Anyway, a few thoughts wrt. faith economy of Civ6: I liked this idea of faith as a currency, and if they do a complete overhaul, I wouldn't mind faith/piety coming back as a currency/multiplier for enforcing spread. However, the universal faith economy of Civ6 was a complete misstep. I know it was the public demand, but it was a mistake, because it broke the game. Obviously Golden Age Monumentality was the main culprit of this, but buying districts, units and great people with faith was just undercutting the main economy of the game and made faith way too powerful. The same goes for the passive religious bonuses of Civ6: It is on one hand one of my main gripes with the Civ7 religion - as it's sole benefit seems to come through unfun spreading - but the way you could get massive production/science/culture/food bonuses from passively sitting on your religion in Civ6 (yes, I'm looking at you, my beloved Work Ethics) was, at the end of the day, both silly and making loopholes in the game balance.
 
Religions were often spread through migration and trade. What if the same were the case here? Somewhere in-between active and passive. Perhaps carried by units doing other things on the map, and not necessarily devoted missionary units.

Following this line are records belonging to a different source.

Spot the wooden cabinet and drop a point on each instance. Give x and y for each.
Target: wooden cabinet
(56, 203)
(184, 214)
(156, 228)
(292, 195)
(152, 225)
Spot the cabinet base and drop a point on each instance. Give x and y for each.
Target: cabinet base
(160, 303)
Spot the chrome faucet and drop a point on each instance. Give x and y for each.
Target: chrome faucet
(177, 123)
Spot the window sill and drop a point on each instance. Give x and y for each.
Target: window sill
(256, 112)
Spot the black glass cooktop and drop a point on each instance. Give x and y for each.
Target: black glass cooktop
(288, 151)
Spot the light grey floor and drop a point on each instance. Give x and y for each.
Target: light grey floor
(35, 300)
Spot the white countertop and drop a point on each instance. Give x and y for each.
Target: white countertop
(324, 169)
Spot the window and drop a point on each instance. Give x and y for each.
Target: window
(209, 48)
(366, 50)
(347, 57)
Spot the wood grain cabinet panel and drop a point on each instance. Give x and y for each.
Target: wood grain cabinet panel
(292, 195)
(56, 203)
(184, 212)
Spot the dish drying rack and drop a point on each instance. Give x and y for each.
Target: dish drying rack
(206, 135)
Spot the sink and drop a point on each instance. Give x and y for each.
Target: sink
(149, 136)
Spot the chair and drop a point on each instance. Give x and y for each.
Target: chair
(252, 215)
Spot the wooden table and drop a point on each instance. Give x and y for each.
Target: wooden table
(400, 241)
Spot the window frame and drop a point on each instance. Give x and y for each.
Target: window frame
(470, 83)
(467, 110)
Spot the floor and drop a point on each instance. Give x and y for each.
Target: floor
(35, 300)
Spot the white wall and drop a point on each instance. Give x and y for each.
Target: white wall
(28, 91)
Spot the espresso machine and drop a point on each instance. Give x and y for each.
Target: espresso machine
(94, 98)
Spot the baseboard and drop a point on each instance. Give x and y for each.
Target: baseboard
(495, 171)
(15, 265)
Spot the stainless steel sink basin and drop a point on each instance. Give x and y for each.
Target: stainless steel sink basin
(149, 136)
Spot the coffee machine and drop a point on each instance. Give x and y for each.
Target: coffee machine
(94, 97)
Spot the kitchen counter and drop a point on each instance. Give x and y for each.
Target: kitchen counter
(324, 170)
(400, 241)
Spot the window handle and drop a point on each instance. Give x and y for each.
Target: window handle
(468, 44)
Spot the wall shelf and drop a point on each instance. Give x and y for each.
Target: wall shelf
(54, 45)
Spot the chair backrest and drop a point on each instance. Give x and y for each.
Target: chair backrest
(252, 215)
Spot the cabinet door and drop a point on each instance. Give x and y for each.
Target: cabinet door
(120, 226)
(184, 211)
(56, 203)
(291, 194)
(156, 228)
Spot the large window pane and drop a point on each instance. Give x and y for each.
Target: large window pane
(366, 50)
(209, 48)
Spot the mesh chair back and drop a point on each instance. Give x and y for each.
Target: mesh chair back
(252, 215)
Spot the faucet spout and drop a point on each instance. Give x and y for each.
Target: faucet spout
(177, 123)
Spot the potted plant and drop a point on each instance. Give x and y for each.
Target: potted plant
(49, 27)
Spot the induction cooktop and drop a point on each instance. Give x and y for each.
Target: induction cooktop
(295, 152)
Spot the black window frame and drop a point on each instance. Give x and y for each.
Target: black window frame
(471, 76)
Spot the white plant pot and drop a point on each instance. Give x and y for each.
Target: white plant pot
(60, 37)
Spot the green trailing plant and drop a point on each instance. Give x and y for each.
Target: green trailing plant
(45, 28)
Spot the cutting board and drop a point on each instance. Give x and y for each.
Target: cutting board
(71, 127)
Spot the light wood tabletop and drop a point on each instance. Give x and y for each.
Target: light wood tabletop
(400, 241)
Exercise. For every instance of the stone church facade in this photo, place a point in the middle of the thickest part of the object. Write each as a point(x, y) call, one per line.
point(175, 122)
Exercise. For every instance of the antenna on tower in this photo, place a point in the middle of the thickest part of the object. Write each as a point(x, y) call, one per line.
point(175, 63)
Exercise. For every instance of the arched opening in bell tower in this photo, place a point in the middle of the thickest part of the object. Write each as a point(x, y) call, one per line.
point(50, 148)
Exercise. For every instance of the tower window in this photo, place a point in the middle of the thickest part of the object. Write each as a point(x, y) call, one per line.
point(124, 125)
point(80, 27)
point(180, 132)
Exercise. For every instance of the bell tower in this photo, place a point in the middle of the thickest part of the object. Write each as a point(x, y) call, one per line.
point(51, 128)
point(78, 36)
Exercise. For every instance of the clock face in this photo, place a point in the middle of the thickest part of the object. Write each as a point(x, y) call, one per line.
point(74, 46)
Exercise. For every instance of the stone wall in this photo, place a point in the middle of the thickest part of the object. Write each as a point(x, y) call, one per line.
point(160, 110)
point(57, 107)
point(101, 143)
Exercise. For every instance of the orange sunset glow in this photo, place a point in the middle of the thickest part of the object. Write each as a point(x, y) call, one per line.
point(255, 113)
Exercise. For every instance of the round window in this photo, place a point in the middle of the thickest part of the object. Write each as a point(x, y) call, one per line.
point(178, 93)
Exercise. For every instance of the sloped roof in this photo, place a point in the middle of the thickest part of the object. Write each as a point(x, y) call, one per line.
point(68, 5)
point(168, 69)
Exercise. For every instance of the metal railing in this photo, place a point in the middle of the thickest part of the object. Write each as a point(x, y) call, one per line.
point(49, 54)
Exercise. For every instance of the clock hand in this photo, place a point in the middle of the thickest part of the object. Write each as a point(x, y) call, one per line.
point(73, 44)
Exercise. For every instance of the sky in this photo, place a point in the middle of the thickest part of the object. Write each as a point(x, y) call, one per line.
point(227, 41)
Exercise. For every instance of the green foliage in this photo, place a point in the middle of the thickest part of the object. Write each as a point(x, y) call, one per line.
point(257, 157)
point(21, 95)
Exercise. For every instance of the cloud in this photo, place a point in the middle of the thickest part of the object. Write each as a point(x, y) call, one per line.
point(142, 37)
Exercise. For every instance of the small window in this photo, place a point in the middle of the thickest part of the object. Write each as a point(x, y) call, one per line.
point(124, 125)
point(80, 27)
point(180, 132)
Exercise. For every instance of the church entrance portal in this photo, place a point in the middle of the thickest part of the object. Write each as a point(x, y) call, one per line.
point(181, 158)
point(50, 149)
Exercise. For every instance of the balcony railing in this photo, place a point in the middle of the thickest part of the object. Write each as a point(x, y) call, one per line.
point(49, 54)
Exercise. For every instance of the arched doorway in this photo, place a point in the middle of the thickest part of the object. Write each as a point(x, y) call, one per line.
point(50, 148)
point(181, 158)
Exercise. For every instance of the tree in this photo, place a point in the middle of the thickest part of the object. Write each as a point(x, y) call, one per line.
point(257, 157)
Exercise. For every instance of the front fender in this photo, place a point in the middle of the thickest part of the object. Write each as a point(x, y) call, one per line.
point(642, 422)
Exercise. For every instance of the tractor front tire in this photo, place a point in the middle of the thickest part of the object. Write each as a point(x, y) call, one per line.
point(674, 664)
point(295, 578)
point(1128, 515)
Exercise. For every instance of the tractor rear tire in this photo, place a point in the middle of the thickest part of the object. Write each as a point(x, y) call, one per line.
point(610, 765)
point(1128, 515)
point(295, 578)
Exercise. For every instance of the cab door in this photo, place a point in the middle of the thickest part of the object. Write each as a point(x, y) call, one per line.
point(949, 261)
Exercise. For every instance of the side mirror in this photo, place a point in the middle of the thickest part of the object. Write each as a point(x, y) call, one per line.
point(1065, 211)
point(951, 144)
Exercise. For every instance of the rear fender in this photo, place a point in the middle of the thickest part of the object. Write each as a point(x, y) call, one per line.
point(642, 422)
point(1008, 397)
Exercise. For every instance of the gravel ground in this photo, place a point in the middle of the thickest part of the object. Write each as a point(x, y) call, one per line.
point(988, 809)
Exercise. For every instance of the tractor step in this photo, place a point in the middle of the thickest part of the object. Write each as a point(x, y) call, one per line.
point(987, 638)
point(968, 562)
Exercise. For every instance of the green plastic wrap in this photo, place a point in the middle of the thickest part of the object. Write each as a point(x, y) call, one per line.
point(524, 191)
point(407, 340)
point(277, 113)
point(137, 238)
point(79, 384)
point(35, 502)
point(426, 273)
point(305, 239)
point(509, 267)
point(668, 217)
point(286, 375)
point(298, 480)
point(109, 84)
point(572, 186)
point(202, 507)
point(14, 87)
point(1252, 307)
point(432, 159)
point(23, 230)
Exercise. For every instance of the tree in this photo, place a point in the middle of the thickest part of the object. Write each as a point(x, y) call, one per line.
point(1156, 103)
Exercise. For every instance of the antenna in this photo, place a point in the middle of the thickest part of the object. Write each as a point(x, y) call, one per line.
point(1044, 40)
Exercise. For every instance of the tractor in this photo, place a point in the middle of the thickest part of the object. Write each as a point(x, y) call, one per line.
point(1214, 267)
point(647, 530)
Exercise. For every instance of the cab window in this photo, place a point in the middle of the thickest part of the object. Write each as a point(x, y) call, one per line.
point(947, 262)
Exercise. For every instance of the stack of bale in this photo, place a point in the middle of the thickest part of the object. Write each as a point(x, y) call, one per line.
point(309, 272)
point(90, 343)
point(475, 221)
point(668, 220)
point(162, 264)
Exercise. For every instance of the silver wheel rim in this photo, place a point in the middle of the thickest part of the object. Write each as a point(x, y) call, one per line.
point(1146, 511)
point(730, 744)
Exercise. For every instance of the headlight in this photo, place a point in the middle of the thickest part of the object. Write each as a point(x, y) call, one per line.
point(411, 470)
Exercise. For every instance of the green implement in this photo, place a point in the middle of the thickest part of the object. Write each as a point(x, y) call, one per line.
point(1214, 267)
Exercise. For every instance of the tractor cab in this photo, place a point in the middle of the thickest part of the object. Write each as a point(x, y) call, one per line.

I might be in the minority here in that I kind of like it being tied to the cultural legacy path. But generally speaking, I never much cared for religion in Civ games.
 
Definitely need passive religious pressure to return. That kind of stuff just makes the world come alive more IMO.
 
I didn't get a true impression, since I played as Mahajapit so basically I got 4-5 relics just by building my unique quarter, so I didn't have to get the rest by religion. I don't even remember what belief I picked.

I'm like 50/50 on whether I like it as the culture path. Like, I understand that you need culture to get deeper into the tree, to unlock more items. But it still feels a side removed from the actual culture that you have to search out.

As for what to change, I'm also not really sure. I think I would drop its involvement in the military victory path, and I do think something in the spread needs to change to avoid the micro. I wonder if maybe we should go back to the old pressure system, and whenever your missionary go to a city, instead of just converting half the pop, what you do is establish a permanent presence in the opposing city, that applies pressure on them. You could also add the other passive spread mechanisms from civ 6 (from trade routes, distance from converted cities, etc...). And basically instead of constantly feeding missionaries to fight, it's a race to basically position your churches to get maximum spread to fight them down. I think you'd also have to limit how you get them - maybe you gain a number of them through the culture tree, as well as getting one for free every time you build a temple or place a specialist on your temple, and maybe a few other narrative ways. Maybe you also give some other direct connection between culture and pressure - ie. each point of culture your cities of your religion produce is a point that contributes to the spread.

If you do that, I think you probably ditch the relic system, but maybe add in a counter more like the factory win, so you get like 1 point per turn per city of your religion, and maybe the VC is at like 200 points (500? Not sure). So it's a race to get there first, and then a race to spread. But you don't have to build a million of them, you just get them naturally, and then have to manage them.